Paulo Cordeiro de Sousa*

Business and entrepreneurial income in Macau is taxed under the “Imposto Complementar de Rendimentos” (ICR) and the ICR tax is applied to profits obtained by individuals and legal persons from their commercial and industrial activities.

The usual question which arises when dealing with a company is the identification of income subject to taxation. Should it be the income obtained worldwide or should taxation be limited to income derived from Macanese sources? Article 2 of the ICR Regulations (approved by Law No. 21/78/M) sets forth that ICR “is levied on the overall income, defined under Article 3, obtained in the Territory by individuals or legal persons, wherever may their residency or headquarters be.” One may immediately notice the two inconsistent expressions appearing in the same sentence (especially if taking the definition of Article 3 into account): “overall income” and “obtained in the Territory” (Macau). If taxable income, as defined by the law, refers to the income obtained in the Territory then it should not encompass the overall income that an entity may obtain from any sources abroad; but if the law refers to overall income, then taxable income will not be limited to that obtained solely in the Territory. Following this inconsistency, some argue that taxation of entrepreneurial income in Macau is territorial, meaning that only the income obtained from Macanese sources is subject to ICR and therefore any income obtained abroad should be tax-exempt in Macau. On the contrary, others argue that entities in Macau are subject to taxation on their worldwide income.

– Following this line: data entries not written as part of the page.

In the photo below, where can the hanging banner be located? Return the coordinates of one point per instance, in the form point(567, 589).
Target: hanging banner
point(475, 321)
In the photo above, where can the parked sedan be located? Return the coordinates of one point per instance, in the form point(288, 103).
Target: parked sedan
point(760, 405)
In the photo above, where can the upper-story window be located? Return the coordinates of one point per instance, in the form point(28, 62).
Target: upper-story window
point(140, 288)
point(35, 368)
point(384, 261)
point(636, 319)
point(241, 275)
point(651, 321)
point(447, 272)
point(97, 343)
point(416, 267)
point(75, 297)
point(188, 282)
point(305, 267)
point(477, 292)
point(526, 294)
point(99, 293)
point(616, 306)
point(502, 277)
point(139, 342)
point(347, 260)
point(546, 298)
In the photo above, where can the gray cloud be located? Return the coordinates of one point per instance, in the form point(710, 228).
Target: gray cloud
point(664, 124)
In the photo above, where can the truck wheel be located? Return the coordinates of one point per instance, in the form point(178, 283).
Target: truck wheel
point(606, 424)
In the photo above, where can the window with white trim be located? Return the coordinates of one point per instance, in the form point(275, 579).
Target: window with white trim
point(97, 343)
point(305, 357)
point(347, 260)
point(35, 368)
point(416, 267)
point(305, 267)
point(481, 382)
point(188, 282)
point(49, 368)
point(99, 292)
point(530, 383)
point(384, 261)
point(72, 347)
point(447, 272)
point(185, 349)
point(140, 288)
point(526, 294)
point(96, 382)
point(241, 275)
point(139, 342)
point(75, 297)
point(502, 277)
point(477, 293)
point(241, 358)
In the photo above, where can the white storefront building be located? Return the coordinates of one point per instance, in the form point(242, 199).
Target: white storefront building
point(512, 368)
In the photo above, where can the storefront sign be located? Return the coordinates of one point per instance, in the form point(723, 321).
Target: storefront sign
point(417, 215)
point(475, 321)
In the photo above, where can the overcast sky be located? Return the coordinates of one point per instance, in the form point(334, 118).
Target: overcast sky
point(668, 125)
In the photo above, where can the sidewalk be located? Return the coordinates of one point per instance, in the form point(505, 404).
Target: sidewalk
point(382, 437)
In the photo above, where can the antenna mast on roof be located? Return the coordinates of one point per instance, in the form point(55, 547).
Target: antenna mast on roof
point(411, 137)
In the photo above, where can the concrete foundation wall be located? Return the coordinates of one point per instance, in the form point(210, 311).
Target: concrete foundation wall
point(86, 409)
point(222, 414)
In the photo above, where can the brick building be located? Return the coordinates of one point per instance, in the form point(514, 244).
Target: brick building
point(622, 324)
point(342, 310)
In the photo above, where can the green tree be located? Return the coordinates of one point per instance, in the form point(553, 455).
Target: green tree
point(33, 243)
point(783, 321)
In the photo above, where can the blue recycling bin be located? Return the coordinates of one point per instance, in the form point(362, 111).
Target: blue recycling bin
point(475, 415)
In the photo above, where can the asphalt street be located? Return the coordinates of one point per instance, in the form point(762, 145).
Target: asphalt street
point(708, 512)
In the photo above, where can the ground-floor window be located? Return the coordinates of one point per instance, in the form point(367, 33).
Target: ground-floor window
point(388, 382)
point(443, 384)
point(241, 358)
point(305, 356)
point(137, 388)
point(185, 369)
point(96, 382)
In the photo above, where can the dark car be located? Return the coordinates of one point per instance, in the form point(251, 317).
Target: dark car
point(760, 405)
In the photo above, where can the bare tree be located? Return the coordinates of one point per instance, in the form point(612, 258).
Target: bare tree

However, the ICR Regulations form a set of rules that should be considered – and interpreted – wholly, thus one should not look at one of its provisions separately. In fact, Article 3(2) sets forth that “the overall income of the legal persons is the annual net profits resulting from their industrial or commercial activity, which shall be assessed under the terms of these Regulations”. This provision does not limit net profits to those obtained only from Macanese sources. Also, Article 4(2) indicates that profits are determined in accordance with the duly organised accounting system – and, again, does not mention that companies should have a dual accounting system, or that they should have one designated accounting system for income derived from Macanese sources only. Additionally, Article 19(1) sets forth that the taxable income is the balance of the profit and loss account, consisting of the difference between all income and gains, irrespective of their origin, and all costs and losses of the financial year – it is very clear: irrespective of their origin! Last but not least, one should note that when presenting their tax returns, taxpayers are not legally required to provide documentation segregating their income obtained from sources in Macau and abroad.

The courts in Macau have already addressed this issue. Whilst in some cases the Administrative Court (first instance court) decided that the tax system in Macau had a territorial basis, the Court of Second Instance (TSI), to which the Tax Administration appealed to, has consistently ruled to the contrary, i.e. that taxation in Macau under the ICR Regulations is a worldwide income tax. The Administrative Supreme Court in Portugal, acting as the Supreme Court regarding administrative matters in Macau before the handover, shared the TSI view. So, the position of the TSI is very clear: according to the law, Macau taxes companies on a worldwide income basis. Despite there being no official position from the Tax Administration, when directly questioned the public attendance services have, however, expressed their view that only income obtained in Macau should be declared in tax returns. An official clarification of this issue is advisable.